You may wonder if it’s worth bidding on your company’s name in the first place. Yes, it is. Leaving yourself open for competitors to show above you on the search results page lets them potentially steal business from you, and do it with no competition from you. Without a branded campaign in your advertising strategy, you give your competitors prime real estate that your business should own, at no cost to them.

Understanding how users search for your brand and how Google will match it to other related search queries helps you find negative keywords before you pay for irrelevant traffic.

3. Plan ahead with the Google Keyword Planner

Google Keyword Planner is a great, free resource for researching keyword ideas and identifying search volume. To find it, log in to your Google Ads account and select the wrench on the top right of the gray banner. Under planning, go to Keyword Planner, as shown below:

Google Ads’ top navigation menu links to the Keyword Planner.

It gives you the ability to exclude brand names, add multiple search terms at once, target or exclude locations, and even pull keywords from an existing web page, as shown below.

Enter a URL to pull keywords from any web page.

For example, entering the keyword phrase “rent furniture” returns the data shown below, some of which wouldn’t be an ideal match for our ads.

Keyword data for the phrase “rent furniture.”

Let’s say that our store doesn’t offer “rent to own” or “wedding furniture rental” services. You can download these terms into an Excel file to upload as negatives to your account later.

Naturally, you can’t always prevent unqualified leads; but any precautionary measures will help your account and budget in the long run.

4. Google Search Terms Report

Once your PPC campaigns have been running for a while, you should have enough data to optimize your negative keywords even further using Google’s search terms report. You can find this feature under your “Keywords” in the left-hand menu, then look for the “Search Terms” tab in the top menu. Set the date range and select any queries that you want to exclude, as shown below.

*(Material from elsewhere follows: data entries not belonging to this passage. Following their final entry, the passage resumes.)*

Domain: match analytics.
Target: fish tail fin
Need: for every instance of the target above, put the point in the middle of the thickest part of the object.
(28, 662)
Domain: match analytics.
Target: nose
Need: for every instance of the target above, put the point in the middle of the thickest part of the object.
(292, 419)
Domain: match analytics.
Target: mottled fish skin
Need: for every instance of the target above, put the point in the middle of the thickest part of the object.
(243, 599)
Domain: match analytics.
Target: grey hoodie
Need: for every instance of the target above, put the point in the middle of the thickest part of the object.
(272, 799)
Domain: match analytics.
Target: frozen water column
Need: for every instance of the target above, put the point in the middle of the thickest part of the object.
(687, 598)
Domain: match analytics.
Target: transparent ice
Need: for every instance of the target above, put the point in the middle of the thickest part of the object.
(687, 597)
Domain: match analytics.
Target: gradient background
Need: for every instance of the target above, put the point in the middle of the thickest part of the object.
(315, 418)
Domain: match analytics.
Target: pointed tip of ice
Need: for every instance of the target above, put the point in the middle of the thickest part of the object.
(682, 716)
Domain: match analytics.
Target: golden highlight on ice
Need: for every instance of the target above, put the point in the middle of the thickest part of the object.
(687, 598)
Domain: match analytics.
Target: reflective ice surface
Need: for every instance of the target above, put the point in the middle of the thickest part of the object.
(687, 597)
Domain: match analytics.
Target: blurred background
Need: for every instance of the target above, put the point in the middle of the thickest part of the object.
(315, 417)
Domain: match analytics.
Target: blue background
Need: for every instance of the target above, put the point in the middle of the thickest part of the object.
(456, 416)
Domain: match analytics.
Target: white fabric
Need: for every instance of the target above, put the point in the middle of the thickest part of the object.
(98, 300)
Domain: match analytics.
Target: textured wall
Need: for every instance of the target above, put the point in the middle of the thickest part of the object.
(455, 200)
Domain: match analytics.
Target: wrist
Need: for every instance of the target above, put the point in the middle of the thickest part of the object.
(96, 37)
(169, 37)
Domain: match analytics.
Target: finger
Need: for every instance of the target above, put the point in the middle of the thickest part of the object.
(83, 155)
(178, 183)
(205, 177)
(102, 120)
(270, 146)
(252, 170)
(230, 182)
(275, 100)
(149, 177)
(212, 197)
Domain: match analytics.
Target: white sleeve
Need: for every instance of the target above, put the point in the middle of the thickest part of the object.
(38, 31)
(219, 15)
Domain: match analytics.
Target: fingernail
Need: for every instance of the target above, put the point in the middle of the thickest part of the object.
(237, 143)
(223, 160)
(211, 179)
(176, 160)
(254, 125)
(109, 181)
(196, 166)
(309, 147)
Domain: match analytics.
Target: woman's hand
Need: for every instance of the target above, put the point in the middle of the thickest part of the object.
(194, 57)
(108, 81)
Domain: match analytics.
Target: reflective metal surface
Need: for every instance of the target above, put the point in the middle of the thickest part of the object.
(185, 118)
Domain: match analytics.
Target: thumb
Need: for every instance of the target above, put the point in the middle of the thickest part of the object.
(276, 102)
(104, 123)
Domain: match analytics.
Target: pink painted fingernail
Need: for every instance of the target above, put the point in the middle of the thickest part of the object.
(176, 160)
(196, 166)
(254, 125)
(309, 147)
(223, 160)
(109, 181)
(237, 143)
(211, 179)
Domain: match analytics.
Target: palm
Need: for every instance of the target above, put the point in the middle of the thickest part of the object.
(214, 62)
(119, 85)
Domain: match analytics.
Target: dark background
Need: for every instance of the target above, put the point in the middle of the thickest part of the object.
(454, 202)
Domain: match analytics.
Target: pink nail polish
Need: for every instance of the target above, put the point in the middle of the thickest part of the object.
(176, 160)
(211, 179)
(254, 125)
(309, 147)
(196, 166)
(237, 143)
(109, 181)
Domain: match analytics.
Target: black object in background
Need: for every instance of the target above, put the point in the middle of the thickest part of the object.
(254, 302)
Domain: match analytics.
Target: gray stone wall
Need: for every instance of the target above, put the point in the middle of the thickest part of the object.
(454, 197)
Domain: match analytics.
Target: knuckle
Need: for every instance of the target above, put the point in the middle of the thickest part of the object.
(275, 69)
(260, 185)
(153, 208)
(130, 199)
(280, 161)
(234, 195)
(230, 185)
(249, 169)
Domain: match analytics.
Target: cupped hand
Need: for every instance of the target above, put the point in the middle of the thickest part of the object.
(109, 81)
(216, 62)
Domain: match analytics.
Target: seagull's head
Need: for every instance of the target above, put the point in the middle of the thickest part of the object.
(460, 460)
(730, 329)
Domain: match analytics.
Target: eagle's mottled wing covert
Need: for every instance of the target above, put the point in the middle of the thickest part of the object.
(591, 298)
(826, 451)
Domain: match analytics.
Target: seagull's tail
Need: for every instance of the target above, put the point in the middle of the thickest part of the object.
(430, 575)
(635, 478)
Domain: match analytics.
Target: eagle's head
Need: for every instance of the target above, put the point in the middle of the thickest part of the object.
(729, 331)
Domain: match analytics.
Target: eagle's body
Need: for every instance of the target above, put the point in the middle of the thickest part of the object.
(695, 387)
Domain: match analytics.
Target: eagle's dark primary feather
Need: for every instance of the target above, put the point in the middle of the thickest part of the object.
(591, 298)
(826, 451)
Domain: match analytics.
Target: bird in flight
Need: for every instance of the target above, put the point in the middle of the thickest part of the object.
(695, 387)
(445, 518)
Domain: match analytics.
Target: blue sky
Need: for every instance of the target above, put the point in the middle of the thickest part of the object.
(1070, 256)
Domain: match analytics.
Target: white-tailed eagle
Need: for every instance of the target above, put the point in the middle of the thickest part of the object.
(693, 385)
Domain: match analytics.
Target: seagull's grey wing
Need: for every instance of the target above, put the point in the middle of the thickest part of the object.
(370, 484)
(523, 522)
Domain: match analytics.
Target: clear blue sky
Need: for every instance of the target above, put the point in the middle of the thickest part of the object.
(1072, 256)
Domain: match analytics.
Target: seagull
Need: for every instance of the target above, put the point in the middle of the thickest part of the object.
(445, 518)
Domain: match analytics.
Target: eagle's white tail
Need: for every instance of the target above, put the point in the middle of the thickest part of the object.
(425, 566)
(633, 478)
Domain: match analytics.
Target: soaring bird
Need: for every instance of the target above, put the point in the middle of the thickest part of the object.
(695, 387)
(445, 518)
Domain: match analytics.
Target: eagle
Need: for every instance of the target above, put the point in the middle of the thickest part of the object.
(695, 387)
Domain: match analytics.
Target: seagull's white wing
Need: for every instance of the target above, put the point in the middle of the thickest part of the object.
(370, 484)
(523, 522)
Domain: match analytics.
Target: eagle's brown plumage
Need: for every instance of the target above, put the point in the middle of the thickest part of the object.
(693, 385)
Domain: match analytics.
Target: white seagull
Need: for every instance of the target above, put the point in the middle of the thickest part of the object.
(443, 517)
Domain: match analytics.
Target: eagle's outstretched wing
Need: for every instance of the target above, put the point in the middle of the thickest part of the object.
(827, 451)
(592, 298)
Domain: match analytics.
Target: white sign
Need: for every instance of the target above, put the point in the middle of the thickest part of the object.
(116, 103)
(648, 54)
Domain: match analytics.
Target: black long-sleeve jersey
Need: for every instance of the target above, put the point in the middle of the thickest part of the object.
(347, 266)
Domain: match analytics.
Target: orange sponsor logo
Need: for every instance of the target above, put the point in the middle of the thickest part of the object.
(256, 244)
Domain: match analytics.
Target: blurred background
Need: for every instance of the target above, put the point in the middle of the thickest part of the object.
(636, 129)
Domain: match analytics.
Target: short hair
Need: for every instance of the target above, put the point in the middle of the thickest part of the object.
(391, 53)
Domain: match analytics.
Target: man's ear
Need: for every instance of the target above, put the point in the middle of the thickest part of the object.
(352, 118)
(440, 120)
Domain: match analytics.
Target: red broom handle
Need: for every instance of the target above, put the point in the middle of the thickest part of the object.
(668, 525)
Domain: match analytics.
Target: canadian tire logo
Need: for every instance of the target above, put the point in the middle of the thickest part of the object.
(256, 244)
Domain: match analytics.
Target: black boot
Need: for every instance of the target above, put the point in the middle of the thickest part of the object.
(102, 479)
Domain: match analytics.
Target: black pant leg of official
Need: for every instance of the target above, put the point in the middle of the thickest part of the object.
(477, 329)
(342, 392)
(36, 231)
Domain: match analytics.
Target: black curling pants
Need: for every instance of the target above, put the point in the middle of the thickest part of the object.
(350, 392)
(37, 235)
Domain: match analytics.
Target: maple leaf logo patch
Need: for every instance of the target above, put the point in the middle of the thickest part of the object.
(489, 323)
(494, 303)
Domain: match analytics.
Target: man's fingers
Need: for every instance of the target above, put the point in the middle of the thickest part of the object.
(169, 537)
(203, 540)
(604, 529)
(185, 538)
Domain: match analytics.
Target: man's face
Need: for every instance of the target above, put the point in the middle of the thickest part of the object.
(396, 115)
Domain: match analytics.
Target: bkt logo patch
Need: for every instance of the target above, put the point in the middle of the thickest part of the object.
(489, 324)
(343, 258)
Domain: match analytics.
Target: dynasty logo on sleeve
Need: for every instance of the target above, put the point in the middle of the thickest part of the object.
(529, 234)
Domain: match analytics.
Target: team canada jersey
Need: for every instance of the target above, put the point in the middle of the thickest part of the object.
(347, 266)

The search terms report within Google Ads.

You will have the option to “Add as keyword” or “Add as negative keyword.” Click the second option to add the selected keywords as negatives, and you will be prompted either to exclude the terms at the campaign or ad group-level.

By default, excluding the search term at the ad-group level is perfectly fine. Consider excluding at the campaign level if the search term is irrelevant across all ad groups, or create a negative keyword list.

You can also sort your data by cost to analyze search terms that are spending the most in your account. If a query is relevant to your business, but the cost is higher than what’s profitable, consider adding an exact-match negative to weed out expensive search terms.

Frequently check to see that your budget is driving the right traffic at a profitable spend using the search term report.

5. Beyond Google

Google has plenty of great tools for building out your negative keyword lists, but it’s not your only resource. If you’re advertising on Microsoft, apply the same steps to the Bing search engine, Microsoft Keyword Planner, and Microsoft search terms report.

Searchers tend to fall into different demographics on different search platforms. What may work for Google Ads might not work for Bing Ads, and vice versa.

Answer the Public displays keywords visually.

Answer the Public, another great keyword tool, gives you an expansive visual aggregation of popular searches categorized by user intent, as shown above. Keywords for each query you plug in are arranged by question, comparisons, and more. It’s a highly underrated tool that will give you a clearer understanding of how people are searching for your keywords.

You can’t stop your ad from showing on every irrelevant search query, but taking the time to research your negative keywords is a great way to start.